Bob Burns, the founding president of NorthWest Arkansas Community College when it opened in 1990 in Bentonville, has died. He was 82. According to his obituary, Burns was living in Sherwood (Pulaski County) and died Monday (Sept. 12). The obituary gave no cause of death.
Graveside services are scheduled for Friday (Sept. 16) at 11 a.m. in Tilton (Cross County).
Click here for the full obituary.
“We are saddened to hear of the recent passing of Bobby Coy Burns, who was the founding president of NWACC,” the college said in an announcement to faculty and staff Wednesday. “His hard work provided a strong foundation for the college’s growth and continued service to the Northwest Arkansas community. Our sincerest condolences to his family and friends.”

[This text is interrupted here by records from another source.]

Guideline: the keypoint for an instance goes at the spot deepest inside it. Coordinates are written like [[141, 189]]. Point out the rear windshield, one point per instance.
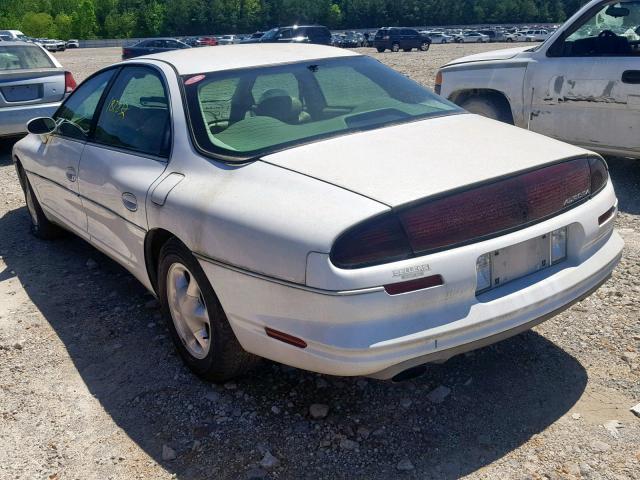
[[251, 112], [20, 57]]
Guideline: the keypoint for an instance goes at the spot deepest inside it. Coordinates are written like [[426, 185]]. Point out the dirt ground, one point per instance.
[[90, 386]]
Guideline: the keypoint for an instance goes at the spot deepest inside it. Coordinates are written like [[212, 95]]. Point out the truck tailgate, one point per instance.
[[27, 87]]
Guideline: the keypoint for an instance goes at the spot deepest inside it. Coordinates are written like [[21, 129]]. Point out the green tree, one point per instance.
[[83, 20], [38, 24]]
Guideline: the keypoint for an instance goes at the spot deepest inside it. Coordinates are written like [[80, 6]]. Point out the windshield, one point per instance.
[[251, 112], [20, 57]]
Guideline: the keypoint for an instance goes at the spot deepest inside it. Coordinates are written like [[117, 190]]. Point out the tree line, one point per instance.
[[86, 19]]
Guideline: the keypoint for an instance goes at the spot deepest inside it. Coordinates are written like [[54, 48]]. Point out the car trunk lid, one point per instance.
[[400, 164], [31, 86]]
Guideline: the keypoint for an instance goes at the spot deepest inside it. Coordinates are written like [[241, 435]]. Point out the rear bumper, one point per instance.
[[366, 335], [13, 120]]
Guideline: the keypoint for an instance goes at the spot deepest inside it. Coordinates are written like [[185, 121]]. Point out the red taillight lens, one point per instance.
[[376, 241], [472, 215], [438, 83], [599, 174], [500, 206], [69, 82]]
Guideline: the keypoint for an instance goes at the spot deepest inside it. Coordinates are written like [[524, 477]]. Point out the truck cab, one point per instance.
[[582, 85]]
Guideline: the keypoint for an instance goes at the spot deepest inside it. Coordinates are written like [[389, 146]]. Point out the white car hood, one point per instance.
[[399, 164], [505, 54]]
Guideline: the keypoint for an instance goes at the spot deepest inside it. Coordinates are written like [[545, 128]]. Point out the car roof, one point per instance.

On Aug. 15, 1989, when voters in the Bentonville and Rogers school districts approved a 3-mill ad valorem tax, NWACC was created.
Burns was selected on Dec. 5, 1989, by the college’s board of trustees. His investiture ceremony was held in 1990 at the Bella Vista Community Church on Feb. 5, his 50th birthday. A special guest at the ceremony was then-Gov. Bill Clinton.
Before coming to Northwest Arkansas, Burns was retired. He had previously been president of East Arkansas Community College in Forrest City.
The two-year college opened its doors to roughly 1,200 students in August 1990. They attended classes at rented and borrowed facilities in Benton and Washington counties. According to the Encyclopedia of Arkansas, the college gained a permanent home in Bentonville in 1995 with the construction of its main building, initially known as the Central Education Facility. It was later named Burns Hall.
When Burns retired in 2002, enrollment had grown to approximately 4,100 students. The two-year college reported 7,839 students this fall, making it the largest two-year college in Arkansas.
“Dr. Burns was a tireless worker with a clear vision of what he wanted for this community. In most ways, he succeeded magnificently,” Jim Hall said. Hall was one of the original NWACC trustees who hired Burns. He retired in July 2021 after a long resume of service to the college.
Burns was a native Arkansan and earned three degrees from East Texas State University, including a Ph.D.